Voici enfin l’occasion de sortir d’une anomalie française !
Nous pourrons enfin former nos enseignants avec un contact au terrain, comme c’est le cas pour nos médecins !
Il faudra bien sûr installer les conditions pour que l’alternance ne soit pas qu’un vain mot, pour qu’elle permette à chaque futur enseignant d’articuler ses expériences vécues sur le terrain à un outillage théorique fourni par sa formation (à l’Université, à l’ESPE) — fonctionnement que l’on peut caractériser par le terme “alternance intégrative“.

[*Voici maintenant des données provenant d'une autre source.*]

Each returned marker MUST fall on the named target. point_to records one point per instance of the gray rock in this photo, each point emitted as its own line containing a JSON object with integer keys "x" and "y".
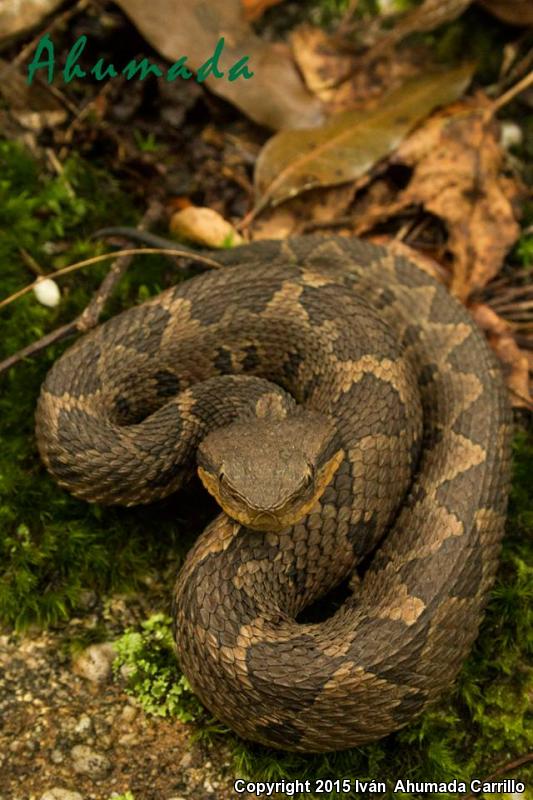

Mais l’alternance n’est pas seulement un mot.
C’est un système de formation exigeant, qui suppose :
- Une maquette de diplôme conçue sur la logique de l’alternance (va-et-vient entre travail sur le terrain et apports théoriques, va-et-vient qui permet la construction par l’étudiant d’une expérience outillée).
- Une organisation et un rythme des stages de terrain qui tienne compte du parcours de formation et de ses exigences, ainsi qu’un étalement dans le temps (commencer les contacts de terrain dès la licence est indispensable).
- Un encadrement formé à l’enseignement par alternance. Dans le cas qui nous intéresse, il s’agit de formateurs compétents pour à la fois diriger des écrits (mémoire de master et écrits préparatoires) et accompagner l’étudiant dans son parcours (capacité à l’écouter, lui apporter l’outillage théorique pertinent, le conseiller dans ses lectures comme dans le travail à effectuer sur lui-même).
Je l’ai longuement expliqué au cabinet de Vincent Peillon, avec pour seul résultat apparent l’insertion de l’expression “alternance intégrative“ dans les recommandations officielles. Ce qui constitue au mieux un énoncé “de papier“, sans conséquence au niveau du réel, au pire une injonction paradoxale, puisqu’il s’agit d’une prescription privée des moyens de sa réalisation (aucune des conditions ci-dessus n’est réalisée).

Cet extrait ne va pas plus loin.